National Security

Pelosi Falsely Claims U.S. Intelligence Never Thought Iraq Had WMDs

Blames 'Bush-Cheney' for inventing claim

House Minority Leader Nancy Pelosi (D., Calif.) told MSNBC anchor Andrea Mitchell on Tuesday that the U.S. intelligence community never thought that Iraq possessed weapons of mass destruction, a false claim contradicted by the intelligence community's joint assessment from 2002.

Pelosi was responding to President-elect Donald Trump, who has criticized the intelligence community for its mistaken assessment that Iraq had an active WMD program. The 2003 invasion of Iraq was partly based on that belief.
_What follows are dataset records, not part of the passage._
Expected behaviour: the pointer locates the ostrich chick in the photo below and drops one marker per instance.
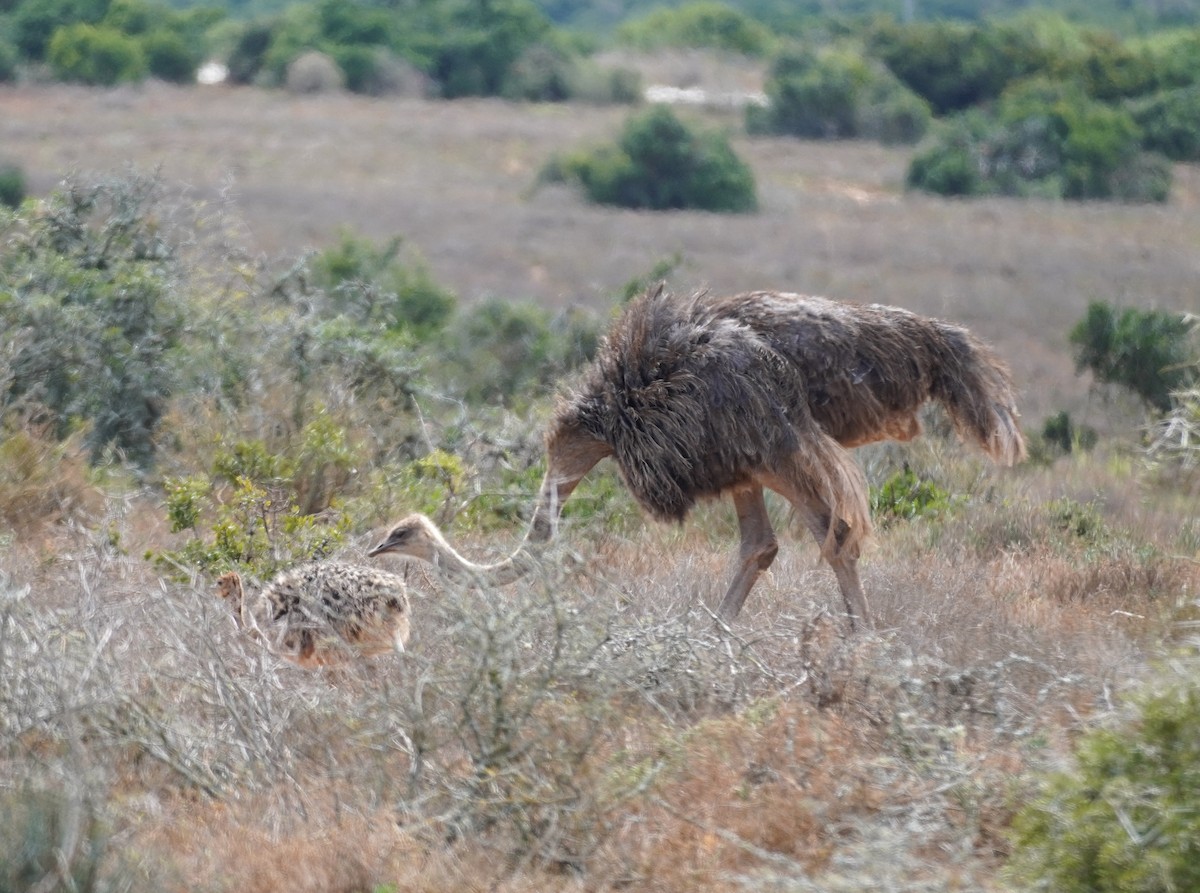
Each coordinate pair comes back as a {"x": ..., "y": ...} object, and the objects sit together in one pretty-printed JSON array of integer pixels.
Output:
[
  {"x": 697, "y": 397},
  {"x": 323, "y": 612}
]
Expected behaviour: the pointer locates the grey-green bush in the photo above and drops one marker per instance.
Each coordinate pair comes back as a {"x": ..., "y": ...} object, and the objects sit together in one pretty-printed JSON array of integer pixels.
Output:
[
  {"x": 661, "y": 163},
  {"x": 838, "y": 94},
  {"x": 90, "y": 315},
  {"x": 1150, "y": 352},
  {"x": 1125, "y": 817},
  {"x": 1043, "y": 139}
]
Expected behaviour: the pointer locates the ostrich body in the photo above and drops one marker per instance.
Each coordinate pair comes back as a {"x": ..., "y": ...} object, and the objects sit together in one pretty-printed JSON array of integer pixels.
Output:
[
  {"x": 699, "y": 397},
  {"x": 318, "y": 613}
]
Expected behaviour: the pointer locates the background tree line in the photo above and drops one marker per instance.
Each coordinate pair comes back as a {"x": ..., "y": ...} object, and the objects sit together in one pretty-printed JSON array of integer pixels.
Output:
[{"x": 1026, "y": 105}]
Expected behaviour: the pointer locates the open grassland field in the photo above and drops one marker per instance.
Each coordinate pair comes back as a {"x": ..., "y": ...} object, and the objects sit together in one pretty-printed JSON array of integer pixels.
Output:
[
  {"x": 457, "y": 181},
  {"x": 592, "y": 729}
]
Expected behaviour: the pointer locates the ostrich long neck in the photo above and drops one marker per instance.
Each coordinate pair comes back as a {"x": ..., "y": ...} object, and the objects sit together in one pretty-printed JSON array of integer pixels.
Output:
[{"x": 569, "y": 456}]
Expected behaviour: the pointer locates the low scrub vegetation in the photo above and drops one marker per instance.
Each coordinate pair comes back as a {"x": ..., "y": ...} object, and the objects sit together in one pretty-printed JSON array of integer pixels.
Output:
[
  {"x": 837, "y": 93},
  {"x": 660, "y": 163},
  {"x": 1042, "y": 141},
  {"x": 594, "y": 726}
]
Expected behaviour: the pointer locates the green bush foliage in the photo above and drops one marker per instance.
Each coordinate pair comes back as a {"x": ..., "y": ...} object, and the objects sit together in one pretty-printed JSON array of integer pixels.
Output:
[
  {"x": 1150, "y": 352},
  {"x": 34, "y": 23},
  {"x": 96, "y": 55},
  {"x": 1123, "y": 817},
  {"x": 169, "y": 57},
  {"x": 247, "y": 58},
  {"x": 838, "y": 94},
  {"x": 1170, "y": 123},
  {"x": 661, "y": 163},
  {"x": 258, "y": 510},
  {"x": 953, "y": 65},
  {"x": 1061, "y": 435},
  {"x": 90, "y": 315},
  {"x": 700, "y": 23},
  {"x": 503, "y": 351},
  {"x": 1043, "y": 139},
  {"x": 472, "y": 46},
  {"x": 7, "y": 60},
  {"x": 371, "y": 283},
  {"x": 906, "y": 497},
  {"x": 51, "y": 840},
  {"x": 12, "y": 185}
]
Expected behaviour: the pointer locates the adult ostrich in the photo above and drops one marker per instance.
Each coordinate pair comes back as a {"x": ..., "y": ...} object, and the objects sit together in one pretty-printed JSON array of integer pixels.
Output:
[{"x": 701, "y": 396}]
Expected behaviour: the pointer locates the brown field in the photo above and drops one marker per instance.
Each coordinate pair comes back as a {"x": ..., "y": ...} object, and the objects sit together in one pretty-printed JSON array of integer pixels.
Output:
[
  {"x": 593, "y": 730},
  {"x": 457, "y": 181}
]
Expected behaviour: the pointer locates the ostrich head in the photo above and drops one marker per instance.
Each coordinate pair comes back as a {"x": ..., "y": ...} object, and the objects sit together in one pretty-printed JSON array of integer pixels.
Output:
[
  {"x": 229, "y": 588},
  {"x": 417, "y": 537}
]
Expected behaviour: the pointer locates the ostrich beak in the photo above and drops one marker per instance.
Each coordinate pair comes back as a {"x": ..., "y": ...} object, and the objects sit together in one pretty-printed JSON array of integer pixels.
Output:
[{"x": 384, "y": 545}]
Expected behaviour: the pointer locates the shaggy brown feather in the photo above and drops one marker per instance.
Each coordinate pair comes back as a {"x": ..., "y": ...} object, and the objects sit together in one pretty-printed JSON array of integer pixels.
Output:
[{"x": 699, "y": 396}]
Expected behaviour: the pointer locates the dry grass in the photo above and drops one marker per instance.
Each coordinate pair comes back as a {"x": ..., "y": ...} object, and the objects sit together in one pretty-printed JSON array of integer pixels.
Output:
[
  {"x": 456, "y": 180},
  {"x": 594, "y": 729}
]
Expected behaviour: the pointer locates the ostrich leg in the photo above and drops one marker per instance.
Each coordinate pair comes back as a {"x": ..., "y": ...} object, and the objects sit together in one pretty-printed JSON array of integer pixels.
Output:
[
  {"x": 757, "y": 551},
  {"x": 844, "y": 561}
]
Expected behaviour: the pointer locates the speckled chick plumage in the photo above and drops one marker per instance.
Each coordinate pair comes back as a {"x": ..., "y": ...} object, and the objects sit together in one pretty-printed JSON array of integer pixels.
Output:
[{"x": 325, "y": 611}]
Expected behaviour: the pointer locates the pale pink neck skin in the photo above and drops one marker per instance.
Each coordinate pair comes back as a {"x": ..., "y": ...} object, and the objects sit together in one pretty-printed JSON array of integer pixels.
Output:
[{"x": 570, "y": 456}]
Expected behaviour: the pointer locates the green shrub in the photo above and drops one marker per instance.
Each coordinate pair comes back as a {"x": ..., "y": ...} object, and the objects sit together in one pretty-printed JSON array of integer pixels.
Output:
[
  {"x": 952, "y": 65},
  {"x": 169, "y": 57},
  {"x": 1125, "y": 816},
  {"x": 1150, "y": 352},
  {"x": 96, "y": 55},
  {"x": 951, "y": 165},
  {"x": 543, "y": 73},
  {"x": 906, "y": 497},
  {"x": 51, "y": 840},
  {"x": 699, "y": 23},
  {"x": 259, "y": 510},
  {"x": 12, "y": 185},
  {"x": 370, "y": 283},
  {"x": 499, "y": 351},
  {"x": 35, "y": 23},
  {"x": 473, "y": 46},
  {"x": 837, "y": 94},
  {"x": 7, "y": 61},
  {"x": 1060, "y": 433},
  {"x": 249, "y": 55},
  {"x": 90, "y": 315},
  {"x": 1044, "y": 139},
  {"x": 312, "y": 72},
  {"x": 661, "y": 163},
  {"x": 1170, "y": 123}
]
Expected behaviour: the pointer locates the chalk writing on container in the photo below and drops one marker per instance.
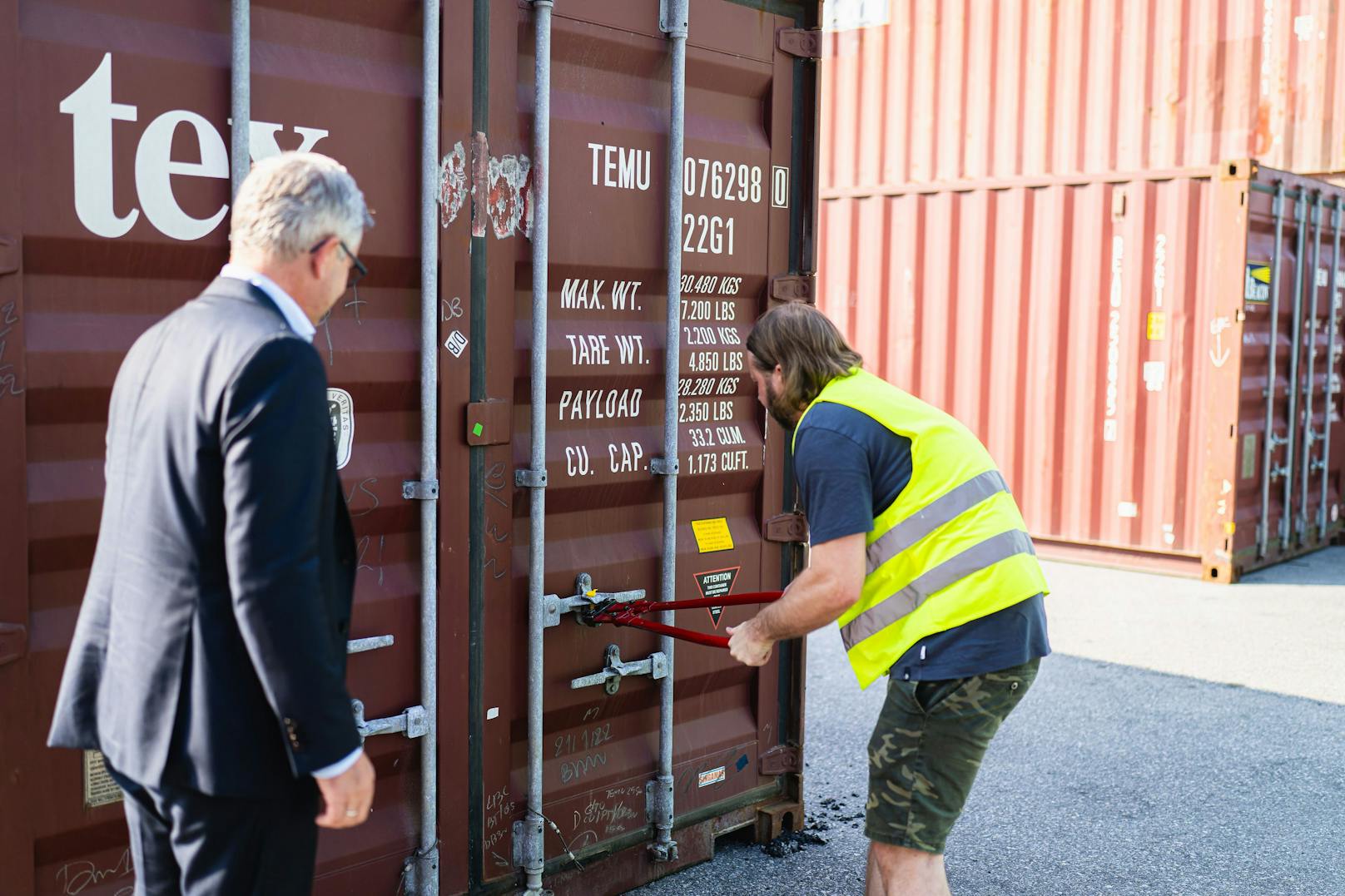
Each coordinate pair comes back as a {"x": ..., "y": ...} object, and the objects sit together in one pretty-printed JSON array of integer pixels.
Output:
[
  {"x": 8, "y": 379},
  {"x": 76, "y": 878}
]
Searches of the country after the invasion did not discover any WMDs produced after the Gulf War.

"He [Trump] returned with, ‘well, people told us that Saddam Hussein had—Iraq had weapons of mass destruction,'" Pelosi said. "It did not. The intelligence community never said that."

Pelosi blamed the "Bush-Cheney administration" for spreading the claim that Iraq had WMDs with "no intelligence to support that claim."

"It was a massive misrepresentation to the American people. But there's nothing in the intelligence to support the threat that Bush-Cheney was presenting," Pelosi claimed.

Experts quickly pointed out that Pelosi's claim was false.

The intelligence community stated its belief that Iraq had WMDs in a 2002 National Intelligence Estimate (NIE) titled "Iraq's Continuing Programs for Weapons of Mass Destruction." Such estimates are "the [intelligence community's] most authoritative written judgments on national security issues," written in consultation with all 16 U.S. intelligence agencies, according to the Harvard Belfer Center.

The first unclassified finding of the 2002 NIE stated "we judge that Iraq has continued its weapons of mass destruction (WMD) programs in defiance of UN resolutions and restrictions. Baghdad has chemical and biological weapons as well as missiles with ranges in excess of UN restrictions; if left unchecked, it probably will have a nuclear weapon during this decade."